Création Page De Garde Openoffice

Ah, la page de garde. Ce petit bout de papier, ou plutôt, cet écran digital, qui précède le grand roman, le rapport assommant, ou même la liste de courses hyper-organisée. On la prend souvent pour acquise, mais elle recèle un potentiel insoupçonné. Surtout quand on utilise OpenOffice, notre bon vieux compagnon de route.
La Quête du Graal Graphique (ou presque)
Imaginez : vous voilà, devant votre écran, prêt à terrasser le monde avec votre prose. Mais attendez! Une page de garde... C'est la première impression, le sourire d'accueil de votre document. Et là, c'est le drame. La page par défaut d'OpenOffice, soyons honnêtes, elle est... fonctionnelle. Disons qu'elle ne fait pas vibrer la corde sensible de l'artiste qui sommeille en vous.

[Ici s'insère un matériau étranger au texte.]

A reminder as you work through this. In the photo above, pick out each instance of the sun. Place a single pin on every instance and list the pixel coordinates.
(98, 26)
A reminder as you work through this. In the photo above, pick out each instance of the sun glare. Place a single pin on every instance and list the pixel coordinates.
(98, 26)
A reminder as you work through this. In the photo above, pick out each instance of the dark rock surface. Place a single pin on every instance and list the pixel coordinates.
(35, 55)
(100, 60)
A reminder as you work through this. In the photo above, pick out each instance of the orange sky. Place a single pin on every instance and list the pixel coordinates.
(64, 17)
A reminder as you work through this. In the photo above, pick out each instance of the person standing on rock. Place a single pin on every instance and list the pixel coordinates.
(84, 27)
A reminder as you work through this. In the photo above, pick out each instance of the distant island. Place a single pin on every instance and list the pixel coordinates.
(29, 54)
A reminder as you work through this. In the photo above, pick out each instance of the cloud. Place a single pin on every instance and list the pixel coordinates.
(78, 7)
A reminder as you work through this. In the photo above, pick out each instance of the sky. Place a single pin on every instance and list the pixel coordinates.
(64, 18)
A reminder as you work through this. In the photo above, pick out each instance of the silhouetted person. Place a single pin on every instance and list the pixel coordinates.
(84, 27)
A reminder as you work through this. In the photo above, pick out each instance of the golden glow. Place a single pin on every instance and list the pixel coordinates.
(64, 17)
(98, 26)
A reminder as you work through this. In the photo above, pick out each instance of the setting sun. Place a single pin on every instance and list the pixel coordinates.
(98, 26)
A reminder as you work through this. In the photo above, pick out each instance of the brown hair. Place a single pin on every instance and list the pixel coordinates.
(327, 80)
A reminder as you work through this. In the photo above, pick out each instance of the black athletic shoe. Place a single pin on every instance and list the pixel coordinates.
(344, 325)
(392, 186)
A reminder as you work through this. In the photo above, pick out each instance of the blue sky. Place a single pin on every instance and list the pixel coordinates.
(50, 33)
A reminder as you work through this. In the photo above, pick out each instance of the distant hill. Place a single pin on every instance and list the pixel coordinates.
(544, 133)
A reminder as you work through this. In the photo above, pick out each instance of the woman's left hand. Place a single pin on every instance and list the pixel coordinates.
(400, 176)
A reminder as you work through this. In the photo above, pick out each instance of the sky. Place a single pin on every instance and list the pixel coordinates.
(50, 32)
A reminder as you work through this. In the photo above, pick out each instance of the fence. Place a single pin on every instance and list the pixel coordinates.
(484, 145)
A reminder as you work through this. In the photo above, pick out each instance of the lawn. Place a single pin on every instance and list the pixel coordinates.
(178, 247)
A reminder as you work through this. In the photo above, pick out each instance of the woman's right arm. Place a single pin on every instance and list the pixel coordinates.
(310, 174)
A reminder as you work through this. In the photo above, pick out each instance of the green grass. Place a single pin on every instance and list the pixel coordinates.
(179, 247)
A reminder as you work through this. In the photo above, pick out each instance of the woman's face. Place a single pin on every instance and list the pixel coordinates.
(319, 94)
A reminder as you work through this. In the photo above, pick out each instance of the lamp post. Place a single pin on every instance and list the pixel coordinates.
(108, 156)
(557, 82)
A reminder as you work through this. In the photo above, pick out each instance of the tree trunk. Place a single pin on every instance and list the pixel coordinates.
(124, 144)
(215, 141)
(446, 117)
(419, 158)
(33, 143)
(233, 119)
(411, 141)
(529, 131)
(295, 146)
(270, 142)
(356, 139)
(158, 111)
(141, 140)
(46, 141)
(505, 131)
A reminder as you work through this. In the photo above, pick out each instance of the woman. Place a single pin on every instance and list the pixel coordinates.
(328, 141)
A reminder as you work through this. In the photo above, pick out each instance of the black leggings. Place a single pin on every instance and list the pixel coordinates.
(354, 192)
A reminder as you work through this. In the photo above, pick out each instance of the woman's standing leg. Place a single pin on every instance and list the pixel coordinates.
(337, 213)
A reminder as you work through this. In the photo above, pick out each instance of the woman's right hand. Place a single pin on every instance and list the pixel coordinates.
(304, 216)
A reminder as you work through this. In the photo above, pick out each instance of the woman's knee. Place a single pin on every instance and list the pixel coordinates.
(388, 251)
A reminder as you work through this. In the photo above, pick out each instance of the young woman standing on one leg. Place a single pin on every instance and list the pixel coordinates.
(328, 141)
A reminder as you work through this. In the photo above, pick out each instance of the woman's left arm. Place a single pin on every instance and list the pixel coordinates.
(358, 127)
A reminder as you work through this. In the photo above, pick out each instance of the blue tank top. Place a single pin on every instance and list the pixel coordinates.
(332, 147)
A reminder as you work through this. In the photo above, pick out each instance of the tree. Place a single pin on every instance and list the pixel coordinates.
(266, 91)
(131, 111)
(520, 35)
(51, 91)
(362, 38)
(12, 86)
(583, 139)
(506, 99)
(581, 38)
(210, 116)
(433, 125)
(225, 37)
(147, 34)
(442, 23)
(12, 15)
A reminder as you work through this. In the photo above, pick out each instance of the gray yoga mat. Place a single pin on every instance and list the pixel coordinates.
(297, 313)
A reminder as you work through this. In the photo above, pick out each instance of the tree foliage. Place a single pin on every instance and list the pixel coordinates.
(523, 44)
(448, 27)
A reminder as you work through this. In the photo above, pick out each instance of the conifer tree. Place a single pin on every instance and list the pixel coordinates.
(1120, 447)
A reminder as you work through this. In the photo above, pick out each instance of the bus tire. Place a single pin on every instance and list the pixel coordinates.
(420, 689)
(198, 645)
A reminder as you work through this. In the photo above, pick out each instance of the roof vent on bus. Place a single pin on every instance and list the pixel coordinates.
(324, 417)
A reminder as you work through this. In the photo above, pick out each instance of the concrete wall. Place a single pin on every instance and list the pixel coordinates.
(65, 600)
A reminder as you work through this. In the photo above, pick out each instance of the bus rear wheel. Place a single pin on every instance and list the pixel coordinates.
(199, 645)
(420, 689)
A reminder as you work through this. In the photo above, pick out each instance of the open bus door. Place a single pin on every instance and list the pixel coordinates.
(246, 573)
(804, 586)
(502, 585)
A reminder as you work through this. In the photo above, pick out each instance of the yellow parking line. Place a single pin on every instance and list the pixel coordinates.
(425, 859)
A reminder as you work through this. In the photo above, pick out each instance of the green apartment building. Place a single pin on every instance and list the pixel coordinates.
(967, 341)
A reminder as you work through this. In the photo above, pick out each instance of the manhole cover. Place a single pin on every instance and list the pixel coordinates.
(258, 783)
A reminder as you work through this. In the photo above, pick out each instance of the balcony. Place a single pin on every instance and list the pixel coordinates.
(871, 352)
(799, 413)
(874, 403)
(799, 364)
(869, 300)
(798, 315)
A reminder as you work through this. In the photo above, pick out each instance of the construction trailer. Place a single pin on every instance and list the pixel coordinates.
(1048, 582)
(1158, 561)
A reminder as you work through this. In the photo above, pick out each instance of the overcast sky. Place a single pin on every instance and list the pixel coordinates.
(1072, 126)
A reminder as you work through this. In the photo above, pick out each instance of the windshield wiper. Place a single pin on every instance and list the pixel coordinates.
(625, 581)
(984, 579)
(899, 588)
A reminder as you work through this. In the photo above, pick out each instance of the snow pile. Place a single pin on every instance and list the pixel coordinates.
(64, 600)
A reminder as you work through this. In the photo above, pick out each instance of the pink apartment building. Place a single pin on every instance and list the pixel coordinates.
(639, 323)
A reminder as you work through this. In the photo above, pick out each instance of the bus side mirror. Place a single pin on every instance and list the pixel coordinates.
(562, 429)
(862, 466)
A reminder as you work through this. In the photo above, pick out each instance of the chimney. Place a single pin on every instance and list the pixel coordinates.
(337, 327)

Alors, on part en croisade. On fouille dans les menus, on clique, on teste des options improbables. On essaie d'insérer une image de chaton parce que, soyons clairs, tout est plus sympa avec un chaton. Mais bizarrement, il se retrouve étiré, pixelisé, bref, le pauvre félin ressemble plus à une oeuvre d'art moderne qu'à une boule de poils attendrissante.
Must Read
On se dit alors: "Il doit bien y avoir un modèle, quelque chose de pré-fabriqué, un template magique qui va me sauver la mise!" Et là, bingo! On découvre les modèles. Des pages de garde toutes prêtes, certaines élégantes, d'autres... disons, plus audacieuses. On en choisit une, on modifie le titre, le nom, on remplace l'image d'un coucher de soleil par la photo de notre dernier gâteau (parce que, avouons-le, c'est plus inspirant).
Les joies du copier-coller
Mais attention! La route est semée d'embûches. On veut insérer une forme géométrique sophistiquée, un petit triangle coloré, un truc qui claque. On le copie-colle depuis un autre document, et là... c'est la catastrophe. Le triangle se transforme en un monstre difforme, pixelisé, qui s'étale sur toute la page. On se bat avec les marges, les options de positionnement, on jure, on désespère.
Et puis, soudain, la lumière. On comprend enfin comment fonctionne cette maudite fonction "Ancrage". On réussit à dompter le triangle, à le faire tenir sagement à sa place. La victoire! On savoure l'instant, on se sent l'âme d'un graphiste professionnel.
Le détail qui tue (ou pas)
On peaufine, on ajuste, on change la police de caractère pour la millième fois. Est-ce que le Comic Sans MS est vraiment une bonne idée? Non, probablement pas. On opte pour quelque chose de plus sobre, de plus élégant. On ajoute un filet décoratif, une petite bordure discrète.

Et puis, on se rend compte qu'on a passé plus de temps sur la page de garde que sur le contenu du document lui-même. Est-ce grave? Pas vraiment. On a appris des choses, on a développé notre créativité, on a même failli craquer notre ordinateur (mais on s'est repris).
Au final, notre page de garde OpenOffice est là, fièrement affichée. Peut-être qu'elle n'est pas parfaite, peut-être qu'elle ne gagnera pas de prix de design. Mais elle est à nous, elle est unique, et elle raconte une histoire. L'histoire d'un après-midi passé à se battre avec un logiciel, à rire de nos erreurs, et à finalement, triompher. Et ça, ça vaut toutes les pages de garde du monde. N'oublions pas d'inclure le logo d' OpenOffice, ça fait toujours son petit effet!
Et la prochaine fois, promis, on mettra un chaton qui ne pixelise pas.